In [None]:
%load_ext autoreload
%autoreload 2
%reload_ext line_profiler

In [None]:
from functools import partial

import time
from tqdm.notebook import tqdm
import numpy as np
import matplotlib.pyplot as plt
# plt.rcParams['text.usetex'] = True
import plotly.express as px
import plotly.graph_objects as go

In [None]:
import jax
import jax.numpy as jnp

import diffrax
import equinox as eqx
import optax

from haiku import PRNGSequence

In [None]:
import exciting_environments as excenvs

import exciting_exciting_systems as eesys
from exciting_exciting_systems.models import NeuralEulerODEPendulum
from exciting_exciting_systems.models.model_utils import simulate_ahead, simulate_ahead_with_env
from exciting_exciting_systems.optimization import loss_function, optimize, soft_penalty
from exciting_exciting_systems.models.model_training import make_step, dataloader, load_single_batch

from exciting_exciting_systems.utils.density_estimation import update_kde_grid, update_kde_grid_multiple_observations
from exciting_exciting_systems.utils.metrics import JSDLoss
from exciting_exciting_systems.utils.signals import generate_constant_action, aprbs
from exciting_exciting_systems.evaluation.plotting_utils import (
    plot_sequence, append_predictions_to_sequence_plot, plot_sequence_and_prediction, plot_model_performance
)

---

In [None]:
# setup PRNG
key = jax.random.PRNGKey(seed=23) # 21)

data_key, model_key, loader_key, key = jax.random.split(key, 4)
data_rng = PRNGSequence(data_key)

In [None]:
batch_size = 1
tau = 2e-2 # 5e-2

env = excenvs.make(
    env_id='Pendulum-v0',
    batch_size=batch_size,
    tau=tau
)

### Test simulation:

- starting from the intial state/obs ($\mathbf{x}_0$ / $\mathbf{y}_0$)
- apply $N = 999$ actions $\mathbf{u}_0 \dots \mathbf{u}_N$ (**here**: random APRBS actions)
- which results in the state trajectory $\mathbf{x}_0 ... \mathbf{x}_N+1$ with $N+1 = 1000$ elements

In [None]:
obs, state = env.reset()
obs = obs.astype(jnp.float32)
state = state.astype(jnp.float32)
n_steps = 999

actions = aprbs(n_steps, batch_size, 200, 500, next(data_rng))

In [None]:
observations = jax.vmap(simulate_ahead_with_env, in_axes=(None, 0, 0, 0, 0, 0, 0))(
    env,
    obs,
    state,
    actions,
    env.env_state_normalizer,
    env.action_normalizer,
    env.static_params
)

print("actions.shape:", actions.shape)
print("observations.shape:", observations.shape)

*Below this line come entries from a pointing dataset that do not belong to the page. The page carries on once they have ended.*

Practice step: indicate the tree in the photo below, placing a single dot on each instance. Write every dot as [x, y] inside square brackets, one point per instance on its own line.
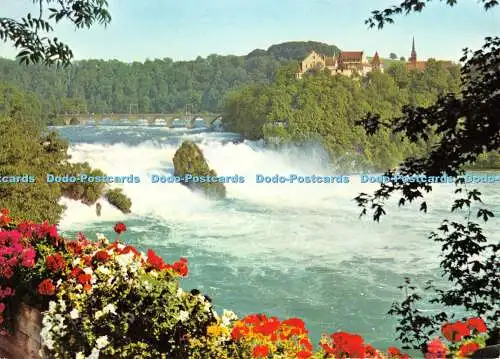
[26, 36]
[467, 126]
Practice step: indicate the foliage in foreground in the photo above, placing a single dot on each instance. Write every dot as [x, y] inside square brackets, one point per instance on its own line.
[24, 33]
[108, 300]
[468, 128]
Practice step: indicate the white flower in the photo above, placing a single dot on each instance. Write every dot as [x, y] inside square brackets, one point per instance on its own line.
[98, 314]
[124, 260]
[52, 306]
[110, 308]
[227, 317]
[49, 343]
[100, 236]
[76, 262]
[101, 342]
[94, 354]
[179, 292]
[103, 269]
[74, 314]
[208, 305]
[183, 315]
[63, 305]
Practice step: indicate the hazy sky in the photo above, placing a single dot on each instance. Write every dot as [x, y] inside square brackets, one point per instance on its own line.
[185, 29]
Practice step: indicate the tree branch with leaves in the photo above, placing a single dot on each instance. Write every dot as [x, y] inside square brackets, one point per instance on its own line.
[467, 125]
[28, 33]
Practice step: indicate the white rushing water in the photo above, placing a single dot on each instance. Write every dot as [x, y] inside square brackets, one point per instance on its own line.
[292, 249]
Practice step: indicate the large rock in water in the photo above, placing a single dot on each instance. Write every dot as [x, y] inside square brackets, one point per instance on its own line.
[189, 160]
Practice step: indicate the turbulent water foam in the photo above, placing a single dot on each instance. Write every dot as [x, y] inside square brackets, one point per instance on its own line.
[267, 243]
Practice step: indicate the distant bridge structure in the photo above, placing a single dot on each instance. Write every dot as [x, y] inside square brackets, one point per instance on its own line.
[154, 119]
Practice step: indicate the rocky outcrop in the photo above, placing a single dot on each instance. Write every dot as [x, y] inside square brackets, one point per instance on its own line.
[190, 165]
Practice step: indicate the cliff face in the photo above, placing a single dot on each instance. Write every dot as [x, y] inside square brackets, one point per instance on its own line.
[191, 165]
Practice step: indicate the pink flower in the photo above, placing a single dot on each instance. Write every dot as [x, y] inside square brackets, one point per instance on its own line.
[28, 258]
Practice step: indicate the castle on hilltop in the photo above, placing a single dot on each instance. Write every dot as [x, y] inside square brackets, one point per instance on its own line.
[413, 64]
[351, 62]
[346, 63]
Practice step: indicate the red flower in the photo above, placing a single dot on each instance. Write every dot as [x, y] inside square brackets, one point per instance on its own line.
[76, 272]
[295, 322]
[260, 351]
[120, 228]
[468, 349]
[55, 263]
[74, 247]
[4, 217]
[268, 327]
[84, 278]
[239, 332]
[130, 249]
[306, 343]
[435, 350]
[181, 267]
[304, 354]
[348, 344]
[46, 287]
[102, 256]
[477, 324]
[455, 332]
[155, 261]
[28, 258]
[393, 352]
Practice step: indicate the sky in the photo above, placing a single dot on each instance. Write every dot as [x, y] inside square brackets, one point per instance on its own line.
[185, 29]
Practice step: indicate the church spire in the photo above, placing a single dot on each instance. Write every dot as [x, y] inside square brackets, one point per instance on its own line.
[413, 55]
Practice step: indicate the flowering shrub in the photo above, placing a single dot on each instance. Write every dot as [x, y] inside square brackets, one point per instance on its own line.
[108, 300]
[464, 338]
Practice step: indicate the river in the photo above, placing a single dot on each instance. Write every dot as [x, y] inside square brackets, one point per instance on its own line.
[283, 249]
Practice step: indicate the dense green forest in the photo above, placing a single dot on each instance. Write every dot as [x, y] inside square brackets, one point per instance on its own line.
[257, 93]
[324, 108]
[28, 149]
[155, 86]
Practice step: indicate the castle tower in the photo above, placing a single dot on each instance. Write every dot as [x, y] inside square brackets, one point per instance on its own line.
[413, 55]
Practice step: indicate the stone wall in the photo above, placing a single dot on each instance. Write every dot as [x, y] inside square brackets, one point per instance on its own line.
[25, 342]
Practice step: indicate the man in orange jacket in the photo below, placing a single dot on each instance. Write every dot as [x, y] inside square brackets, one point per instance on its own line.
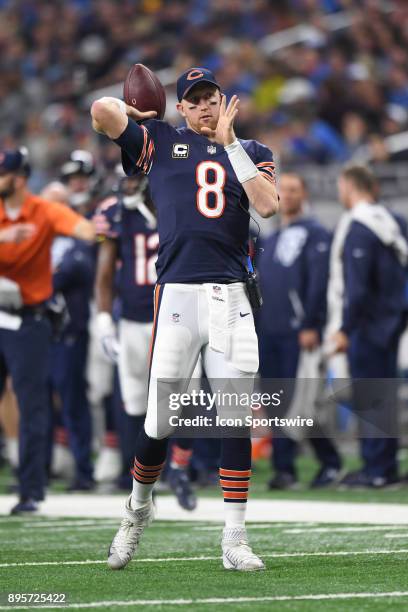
[28, 225]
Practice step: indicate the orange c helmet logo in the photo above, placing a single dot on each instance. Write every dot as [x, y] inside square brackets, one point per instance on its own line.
[194, 74]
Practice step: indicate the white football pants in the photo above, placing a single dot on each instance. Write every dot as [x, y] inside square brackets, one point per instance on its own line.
[133, 364]
[211, 320]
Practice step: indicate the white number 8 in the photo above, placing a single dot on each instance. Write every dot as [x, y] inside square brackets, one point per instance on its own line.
[216, 187]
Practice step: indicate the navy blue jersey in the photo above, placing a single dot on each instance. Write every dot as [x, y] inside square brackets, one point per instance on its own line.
[202, 208]
[293, 268]
[137, 240]
[73, 276]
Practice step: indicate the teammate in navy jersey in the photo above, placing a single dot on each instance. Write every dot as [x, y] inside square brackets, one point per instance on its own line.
[202, 179]
[128, 223]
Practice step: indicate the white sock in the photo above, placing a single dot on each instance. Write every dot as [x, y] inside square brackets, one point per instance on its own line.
[141, 494]
[234, 515]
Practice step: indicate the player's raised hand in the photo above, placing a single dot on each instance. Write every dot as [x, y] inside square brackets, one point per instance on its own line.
[137, 115]
[224, 132]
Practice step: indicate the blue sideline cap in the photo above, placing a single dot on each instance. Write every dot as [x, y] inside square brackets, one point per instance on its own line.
[191, 77]
[14, 161]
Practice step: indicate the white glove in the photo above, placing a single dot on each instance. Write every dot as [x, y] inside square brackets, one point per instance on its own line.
[106, 334]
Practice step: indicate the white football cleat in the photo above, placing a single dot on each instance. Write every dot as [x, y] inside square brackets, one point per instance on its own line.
[126, 540]
[236, 552]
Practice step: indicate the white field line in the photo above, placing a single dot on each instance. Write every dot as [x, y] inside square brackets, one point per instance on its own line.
[216, 600]
[40, 523]
[343, 529]
[250, 525]
[210, 510]
[337, 553]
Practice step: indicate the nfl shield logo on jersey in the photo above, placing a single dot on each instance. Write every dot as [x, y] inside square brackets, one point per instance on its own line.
[180, 151]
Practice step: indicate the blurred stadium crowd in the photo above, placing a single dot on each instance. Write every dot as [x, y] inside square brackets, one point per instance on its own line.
[319, 80]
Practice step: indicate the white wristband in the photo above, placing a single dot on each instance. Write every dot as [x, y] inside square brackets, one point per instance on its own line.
[241, 163]
[120, 103]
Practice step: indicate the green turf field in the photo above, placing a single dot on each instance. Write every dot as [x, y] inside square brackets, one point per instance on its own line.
[178, 565]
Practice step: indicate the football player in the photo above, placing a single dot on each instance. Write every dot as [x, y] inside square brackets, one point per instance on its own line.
[128, 224]
[202, 179]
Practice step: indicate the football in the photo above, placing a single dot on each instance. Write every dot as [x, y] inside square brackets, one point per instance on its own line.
[143, 90]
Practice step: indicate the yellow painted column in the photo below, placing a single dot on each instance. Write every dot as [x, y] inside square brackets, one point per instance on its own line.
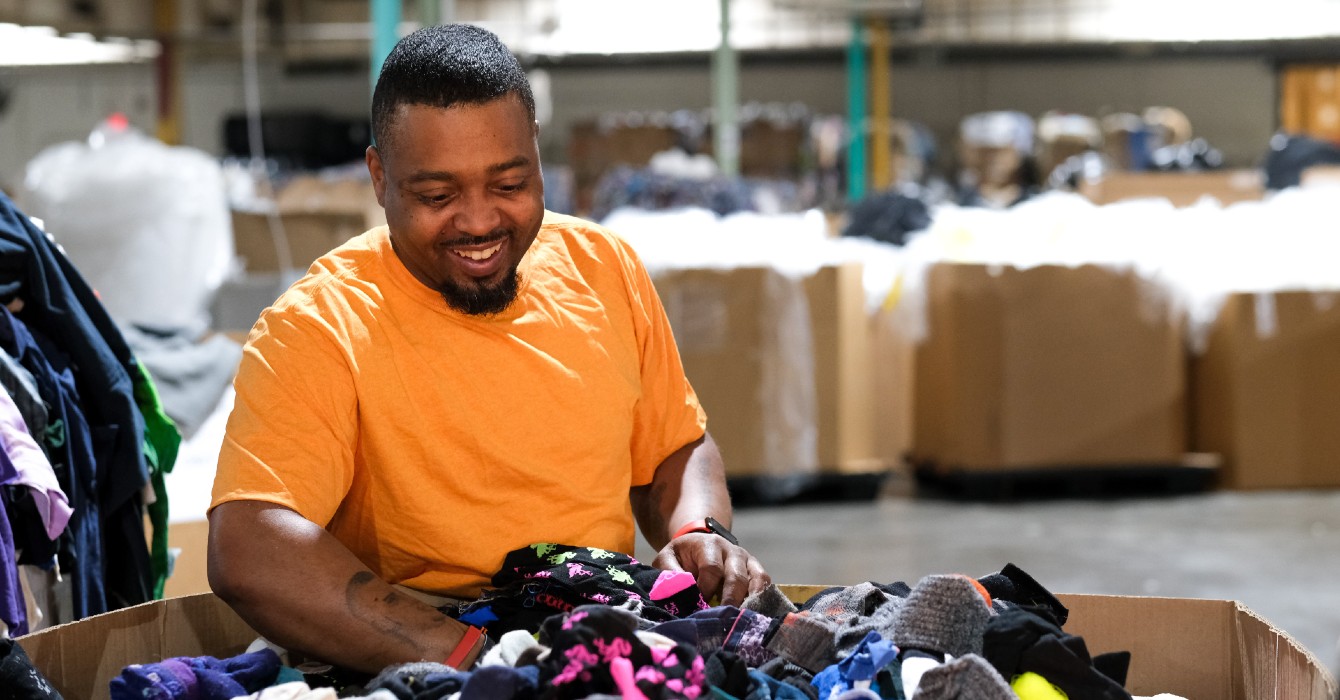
[169, 73]
[881, 106]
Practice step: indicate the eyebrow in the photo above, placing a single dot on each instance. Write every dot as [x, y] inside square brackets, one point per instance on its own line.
[424, 176]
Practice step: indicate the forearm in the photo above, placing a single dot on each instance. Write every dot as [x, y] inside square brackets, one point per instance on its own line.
[689, 484]
[302, 589]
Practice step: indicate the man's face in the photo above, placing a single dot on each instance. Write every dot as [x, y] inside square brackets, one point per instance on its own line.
[464, 197]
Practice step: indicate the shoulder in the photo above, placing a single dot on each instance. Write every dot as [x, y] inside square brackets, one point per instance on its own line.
[587, 240]
[335, 294]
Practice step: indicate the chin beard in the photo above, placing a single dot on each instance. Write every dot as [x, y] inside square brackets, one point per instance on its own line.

print(" \n One of the trajectories:")
fig, axs = plot_sequence(
    observations=observations[0, ...],
    actions=actions[0, ...],
    tau=tau,
    obs_labels=[r"$\theta$", r"$\omega$"],
    action_labels=[r"$u$"],
);
plt.show()

## Build an algorithm that simultaneously learns the model and optimizes its trajectory:

In [None]:
from exciting_exciting_systems.algorithms import excite, fit

In [None]:
def featurize_theta(obs):
    """The angle itself is difficult to properly interpret in the loss as angles
    such as 1.99 * pi and 0 are essentially the same. Therefore the angle is 
    transformed to sin(phi) and cos(phi) for comparison in the loss."""
    feat_obs = jnp.stack([jnp.sin(obs[..., 0] * jnp.pi), jnp.cos(obs[..., 0] * jnp.pi), obs[..., 1]], axis=-1)
    return feat_obs

In [None]:
# parameters
bandwidth = 0.1
n_prediction_steps = 50
# n_opt_steps = 5  # TODO: Not yet implemented

n_train_steps = 1
training_batch_size = 32
sequence_length = n_prediction_steps

n_timesteps = 5_000

In [None]:
x_g = eesys.utils.density_estimation.build_grid_2d(
    low=env.env_observation_space.low,
    high=env.env_observation_space.high,
    points_per_dim=100
)
n_grid_points = x_g.shape[0]

In [None]:
target_distribution = jnp.ones(shape=(n_grid_points, 1))
target_distribution *= 1 / (env.env_observation_space.high - env.env_observation_space.low)**2

obs, state = env.reset()
obs = obs.astype(jnp.float32)
state = state.astype(jnp.float32)

observations = jnp.zeros((n_timesteps, env.env_observation_space.shape[-1]))
observations = observations.at[0].set(obs[0])
actions = jnp.zeros((n_timesteps-1, env.action_space.shape[-1]))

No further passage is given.